Yes, that is true, but it will be radiating at the temperature at, at most, boiling water temperature, while it would be receiving energy (potentially at least) from thermal spectrum radiation at a much higher temperature (shifted higher in frequency and in energy), so this would be a small down tweak to what is already, admittedly, a small effect to start with.
I too was thinking that probably the obvious first thing to do would be to boil water for a while. That would possibly accomplish the first stage. As for the final curing temp the options seem to be trying to use my oven or wing it and blast it with a torch. Both have have their potential disadvantages. I will try one of them and post back here in the next day or so. At the very least if the oven experiment is a disaster I can let you folks know not to try it.
I'm not sure if the paint will ever be "scratch proof", but I *am* definitely wondering if it will at least make a difference the durability.
I should explain that the origin of my wondering about this came a decade ago the first time I tried painting a Ti mug with stove paint.
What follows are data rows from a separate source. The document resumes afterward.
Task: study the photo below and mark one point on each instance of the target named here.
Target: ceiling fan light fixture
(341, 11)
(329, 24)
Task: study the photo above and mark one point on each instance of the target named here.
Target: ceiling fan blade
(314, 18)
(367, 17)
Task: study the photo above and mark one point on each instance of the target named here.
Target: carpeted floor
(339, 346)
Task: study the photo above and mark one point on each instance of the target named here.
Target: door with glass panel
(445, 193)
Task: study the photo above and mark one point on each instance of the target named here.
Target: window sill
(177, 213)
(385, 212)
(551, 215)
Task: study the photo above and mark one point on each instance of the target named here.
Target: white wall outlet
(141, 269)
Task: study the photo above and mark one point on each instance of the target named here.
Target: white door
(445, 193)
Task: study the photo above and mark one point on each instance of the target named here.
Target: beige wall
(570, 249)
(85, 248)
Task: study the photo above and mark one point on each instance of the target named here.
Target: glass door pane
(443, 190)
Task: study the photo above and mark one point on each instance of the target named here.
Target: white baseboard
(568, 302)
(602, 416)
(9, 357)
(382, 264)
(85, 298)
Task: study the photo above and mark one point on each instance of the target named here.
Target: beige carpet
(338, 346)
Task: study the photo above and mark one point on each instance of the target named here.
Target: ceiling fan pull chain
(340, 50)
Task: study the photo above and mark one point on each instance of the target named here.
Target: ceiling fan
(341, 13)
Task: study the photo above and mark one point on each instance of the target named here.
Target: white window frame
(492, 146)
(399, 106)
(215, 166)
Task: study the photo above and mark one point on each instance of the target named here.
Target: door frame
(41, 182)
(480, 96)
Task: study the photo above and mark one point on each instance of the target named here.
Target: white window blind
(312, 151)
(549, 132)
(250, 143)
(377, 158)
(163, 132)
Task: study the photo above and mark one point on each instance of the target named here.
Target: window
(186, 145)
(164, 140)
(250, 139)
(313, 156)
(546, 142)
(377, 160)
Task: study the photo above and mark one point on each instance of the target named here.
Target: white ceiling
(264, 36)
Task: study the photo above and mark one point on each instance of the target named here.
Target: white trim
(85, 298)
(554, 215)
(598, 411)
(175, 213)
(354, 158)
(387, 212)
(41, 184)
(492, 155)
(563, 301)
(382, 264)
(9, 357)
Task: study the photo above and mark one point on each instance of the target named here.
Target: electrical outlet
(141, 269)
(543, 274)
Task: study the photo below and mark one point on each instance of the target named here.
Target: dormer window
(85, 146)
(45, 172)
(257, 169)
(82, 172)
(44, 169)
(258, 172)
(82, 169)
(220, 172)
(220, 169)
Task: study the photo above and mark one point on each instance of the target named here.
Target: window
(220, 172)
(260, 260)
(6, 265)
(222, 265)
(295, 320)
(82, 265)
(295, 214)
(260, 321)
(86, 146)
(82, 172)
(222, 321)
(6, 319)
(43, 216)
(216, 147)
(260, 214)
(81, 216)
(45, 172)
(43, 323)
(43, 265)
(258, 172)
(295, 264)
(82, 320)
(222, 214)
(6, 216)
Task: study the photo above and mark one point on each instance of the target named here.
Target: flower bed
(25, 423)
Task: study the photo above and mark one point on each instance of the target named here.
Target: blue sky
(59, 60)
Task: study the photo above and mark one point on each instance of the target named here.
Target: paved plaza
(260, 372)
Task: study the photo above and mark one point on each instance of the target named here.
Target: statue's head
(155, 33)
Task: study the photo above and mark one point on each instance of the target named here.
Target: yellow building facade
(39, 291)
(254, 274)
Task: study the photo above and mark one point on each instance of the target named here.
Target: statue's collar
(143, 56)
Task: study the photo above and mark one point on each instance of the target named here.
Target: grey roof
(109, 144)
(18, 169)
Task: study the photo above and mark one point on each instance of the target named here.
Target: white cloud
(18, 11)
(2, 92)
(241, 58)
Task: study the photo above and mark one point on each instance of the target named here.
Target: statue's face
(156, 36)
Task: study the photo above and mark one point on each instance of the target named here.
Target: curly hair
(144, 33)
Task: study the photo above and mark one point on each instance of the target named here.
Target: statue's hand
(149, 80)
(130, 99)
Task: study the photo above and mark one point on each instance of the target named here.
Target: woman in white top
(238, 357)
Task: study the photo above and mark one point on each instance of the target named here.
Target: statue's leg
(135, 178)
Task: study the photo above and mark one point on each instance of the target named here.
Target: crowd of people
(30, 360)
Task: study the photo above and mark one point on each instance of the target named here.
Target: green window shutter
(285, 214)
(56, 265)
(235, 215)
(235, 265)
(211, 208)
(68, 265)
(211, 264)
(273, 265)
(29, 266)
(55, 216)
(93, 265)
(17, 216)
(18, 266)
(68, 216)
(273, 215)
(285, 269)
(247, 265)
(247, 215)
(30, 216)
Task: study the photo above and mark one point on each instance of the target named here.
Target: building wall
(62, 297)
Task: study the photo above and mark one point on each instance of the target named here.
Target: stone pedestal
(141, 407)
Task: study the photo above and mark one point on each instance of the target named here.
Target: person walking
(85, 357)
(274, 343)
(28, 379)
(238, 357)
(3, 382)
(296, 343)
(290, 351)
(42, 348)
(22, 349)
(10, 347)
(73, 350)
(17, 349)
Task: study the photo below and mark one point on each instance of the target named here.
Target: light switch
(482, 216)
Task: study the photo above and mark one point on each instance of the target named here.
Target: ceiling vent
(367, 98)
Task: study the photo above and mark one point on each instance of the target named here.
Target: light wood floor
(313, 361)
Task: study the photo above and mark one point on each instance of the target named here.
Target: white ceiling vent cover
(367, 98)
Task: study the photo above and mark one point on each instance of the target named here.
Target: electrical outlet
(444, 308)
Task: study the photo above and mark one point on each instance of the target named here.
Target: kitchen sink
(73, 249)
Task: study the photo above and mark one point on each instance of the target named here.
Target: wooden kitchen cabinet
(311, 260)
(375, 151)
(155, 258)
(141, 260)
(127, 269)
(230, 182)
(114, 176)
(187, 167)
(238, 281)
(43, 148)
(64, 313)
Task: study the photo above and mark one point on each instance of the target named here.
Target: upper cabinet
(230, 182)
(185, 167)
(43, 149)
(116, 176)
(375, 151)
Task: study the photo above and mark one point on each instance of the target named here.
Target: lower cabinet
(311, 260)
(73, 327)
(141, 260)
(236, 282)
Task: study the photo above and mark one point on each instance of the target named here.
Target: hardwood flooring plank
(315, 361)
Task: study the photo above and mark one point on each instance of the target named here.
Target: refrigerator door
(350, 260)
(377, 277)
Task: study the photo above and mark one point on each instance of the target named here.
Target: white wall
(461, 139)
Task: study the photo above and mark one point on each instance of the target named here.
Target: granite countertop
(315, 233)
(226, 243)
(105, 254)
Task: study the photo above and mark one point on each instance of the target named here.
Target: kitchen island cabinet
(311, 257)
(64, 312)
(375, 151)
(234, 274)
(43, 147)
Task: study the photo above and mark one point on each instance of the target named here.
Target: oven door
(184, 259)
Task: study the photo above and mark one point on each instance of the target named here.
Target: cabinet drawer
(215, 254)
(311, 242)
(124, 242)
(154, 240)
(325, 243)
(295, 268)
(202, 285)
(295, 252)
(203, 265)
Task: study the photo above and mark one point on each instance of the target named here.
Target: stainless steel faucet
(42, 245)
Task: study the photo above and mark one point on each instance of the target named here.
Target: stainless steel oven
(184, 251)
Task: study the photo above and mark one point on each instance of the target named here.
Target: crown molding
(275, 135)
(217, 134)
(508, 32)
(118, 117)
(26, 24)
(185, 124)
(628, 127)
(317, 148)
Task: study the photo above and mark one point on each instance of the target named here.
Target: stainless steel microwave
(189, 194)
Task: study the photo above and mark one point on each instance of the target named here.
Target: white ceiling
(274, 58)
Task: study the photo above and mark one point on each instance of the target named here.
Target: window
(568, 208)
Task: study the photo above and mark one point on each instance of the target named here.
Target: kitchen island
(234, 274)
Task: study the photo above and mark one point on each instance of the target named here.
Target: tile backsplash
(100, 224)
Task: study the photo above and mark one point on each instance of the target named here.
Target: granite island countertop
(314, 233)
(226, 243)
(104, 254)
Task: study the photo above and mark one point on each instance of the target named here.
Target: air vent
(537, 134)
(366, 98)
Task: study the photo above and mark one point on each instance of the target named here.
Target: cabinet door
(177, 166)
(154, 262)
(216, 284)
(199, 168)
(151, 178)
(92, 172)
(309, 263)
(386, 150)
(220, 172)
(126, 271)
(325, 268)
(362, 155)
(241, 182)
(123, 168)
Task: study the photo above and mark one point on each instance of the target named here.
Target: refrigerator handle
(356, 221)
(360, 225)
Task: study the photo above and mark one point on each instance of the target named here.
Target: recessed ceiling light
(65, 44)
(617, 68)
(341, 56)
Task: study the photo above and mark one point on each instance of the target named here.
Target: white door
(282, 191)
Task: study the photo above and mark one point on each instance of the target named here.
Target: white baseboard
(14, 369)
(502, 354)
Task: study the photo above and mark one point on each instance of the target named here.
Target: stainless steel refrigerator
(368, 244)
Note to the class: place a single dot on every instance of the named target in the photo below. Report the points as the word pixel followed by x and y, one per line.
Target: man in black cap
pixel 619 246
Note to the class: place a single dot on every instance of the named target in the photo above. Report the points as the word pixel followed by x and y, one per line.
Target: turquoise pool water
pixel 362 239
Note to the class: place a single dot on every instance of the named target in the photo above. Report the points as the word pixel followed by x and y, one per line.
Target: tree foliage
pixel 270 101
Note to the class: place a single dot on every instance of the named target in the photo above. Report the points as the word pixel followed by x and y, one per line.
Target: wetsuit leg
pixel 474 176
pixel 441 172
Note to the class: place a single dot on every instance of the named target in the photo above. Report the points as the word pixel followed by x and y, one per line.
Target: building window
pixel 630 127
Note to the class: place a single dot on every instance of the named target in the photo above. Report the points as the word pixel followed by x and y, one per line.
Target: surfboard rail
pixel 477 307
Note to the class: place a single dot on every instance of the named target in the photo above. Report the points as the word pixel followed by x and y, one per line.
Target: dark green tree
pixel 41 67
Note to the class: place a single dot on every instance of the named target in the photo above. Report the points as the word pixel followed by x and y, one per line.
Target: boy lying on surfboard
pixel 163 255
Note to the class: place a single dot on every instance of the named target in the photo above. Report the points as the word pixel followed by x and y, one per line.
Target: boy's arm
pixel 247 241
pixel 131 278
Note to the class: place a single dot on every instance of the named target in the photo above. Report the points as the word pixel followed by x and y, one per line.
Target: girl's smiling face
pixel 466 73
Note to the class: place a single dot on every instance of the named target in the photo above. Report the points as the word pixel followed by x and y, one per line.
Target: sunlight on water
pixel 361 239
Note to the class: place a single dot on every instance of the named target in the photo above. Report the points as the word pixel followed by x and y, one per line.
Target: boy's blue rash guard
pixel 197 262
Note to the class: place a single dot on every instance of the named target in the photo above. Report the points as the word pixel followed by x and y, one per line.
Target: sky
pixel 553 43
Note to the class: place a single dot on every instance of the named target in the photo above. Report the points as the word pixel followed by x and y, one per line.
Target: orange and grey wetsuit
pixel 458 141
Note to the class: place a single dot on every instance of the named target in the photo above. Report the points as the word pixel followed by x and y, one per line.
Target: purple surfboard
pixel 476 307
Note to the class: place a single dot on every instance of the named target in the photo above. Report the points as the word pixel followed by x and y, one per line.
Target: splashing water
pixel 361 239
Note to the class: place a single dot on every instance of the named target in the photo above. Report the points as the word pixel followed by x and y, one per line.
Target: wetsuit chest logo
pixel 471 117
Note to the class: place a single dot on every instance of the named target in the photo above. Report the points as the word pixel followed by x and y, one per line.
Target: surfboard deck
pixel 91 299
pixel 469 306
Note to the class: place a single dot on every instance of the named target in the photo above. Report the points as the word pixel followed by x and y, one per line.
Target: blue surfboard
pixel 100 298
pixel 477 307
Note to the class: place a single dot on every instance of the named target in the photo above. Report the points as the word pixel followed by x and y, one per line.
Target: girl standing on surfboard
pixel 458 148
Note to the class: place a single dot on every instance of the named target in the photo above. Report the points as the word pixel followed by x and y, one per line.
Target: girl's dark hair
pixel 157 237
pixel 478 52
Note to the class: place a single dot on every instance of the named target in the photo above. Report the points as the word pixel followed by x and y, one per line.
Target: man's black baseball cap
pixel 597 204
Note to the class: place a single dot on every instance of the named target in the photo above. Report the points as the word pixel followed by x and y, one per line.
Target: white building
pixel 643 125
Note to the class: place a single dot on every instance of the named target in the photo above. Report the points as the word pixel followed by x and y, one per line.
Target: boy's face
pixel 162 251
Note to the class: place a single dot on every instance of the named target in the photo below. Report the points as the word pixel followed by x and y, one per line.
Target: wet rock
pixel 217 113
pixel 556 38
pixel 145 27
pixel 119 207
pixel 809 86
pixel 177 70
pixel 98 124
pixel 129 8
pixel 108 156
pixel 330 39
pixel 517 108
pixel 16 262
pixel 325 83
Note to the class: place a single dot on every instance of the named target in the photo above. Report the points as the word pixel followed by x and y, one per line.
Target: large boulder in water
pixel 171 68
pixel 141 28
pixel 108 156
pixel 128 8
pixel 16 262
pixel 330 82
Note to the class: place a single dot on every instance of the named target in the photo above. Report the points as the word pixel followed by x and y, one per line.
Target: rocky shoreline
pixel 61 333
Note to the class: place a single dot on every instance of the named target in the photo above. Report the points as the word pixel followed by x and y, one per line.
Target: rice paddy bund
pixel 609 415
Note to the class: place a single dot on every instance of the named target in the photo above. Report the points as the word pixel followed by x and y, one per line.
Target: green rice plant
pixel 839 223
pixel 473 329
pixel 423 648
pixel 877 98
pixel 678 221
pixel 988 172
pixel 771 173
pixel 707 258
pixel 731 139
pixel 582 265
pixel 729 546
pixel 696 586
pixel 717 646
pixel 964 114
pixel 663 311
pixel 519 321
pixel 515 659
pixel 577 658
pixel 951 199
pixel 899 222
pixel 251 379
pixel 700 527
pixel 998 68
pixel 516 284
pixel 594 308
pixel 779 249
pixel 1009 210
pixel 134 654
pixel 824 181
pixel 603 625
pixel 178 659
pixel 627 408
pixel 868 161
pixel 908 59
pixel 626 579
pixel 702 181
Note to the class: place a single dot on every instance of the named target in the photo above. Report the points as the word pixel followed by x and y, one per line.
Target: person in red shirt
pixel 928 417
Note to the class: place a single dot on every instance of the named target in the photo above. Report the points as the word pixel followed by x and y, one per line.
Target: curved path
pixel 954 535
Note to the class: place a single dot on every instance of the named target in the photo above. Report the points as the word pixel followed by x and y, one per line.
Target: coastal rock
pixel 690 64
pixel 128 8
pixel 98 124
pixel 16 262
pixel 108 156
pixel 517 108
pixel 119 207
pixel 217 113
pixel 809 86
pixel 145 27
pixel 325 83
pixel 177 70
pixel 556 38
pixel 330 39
I have to admit that, at the time, the "payoff" for me was as much from a Jardine-like desire to wipe the "snow peak" logo from my mug as from a curiosity to see if it did in fact make a difference in the heat transfer. LOL Anyway, I didn't do any heat curing at all, and the first time I put it on my canister stove the paint "stuck" to the pot supports and "melted" a bit, and pealed away. Perhaps some others may have had similar experiences. Since the paint was supposed to be good to 1200 F I wondered at this. Later I found out you were supposed to carefully drive away the resinous material in the paint etc. by heat-curing the paint before the job was done. Also, Ti may not be the ideal backing material for paint.
The paint is supposed to even look "wet" when you heat it the first time until the other materials in the paint are driven off. If you heat it too much before the process is finished it is supposed to blister, which might explain my experiences with using non-heat-treated paint for the first time.
Oh, FYI, I am only using hardware store variety stove paint - Rustoleum matt black high temp paint good to 1200, about $6-8 for a large size spray can. The stuff people use on their barbecues. I assume this is what the vast majority of people use.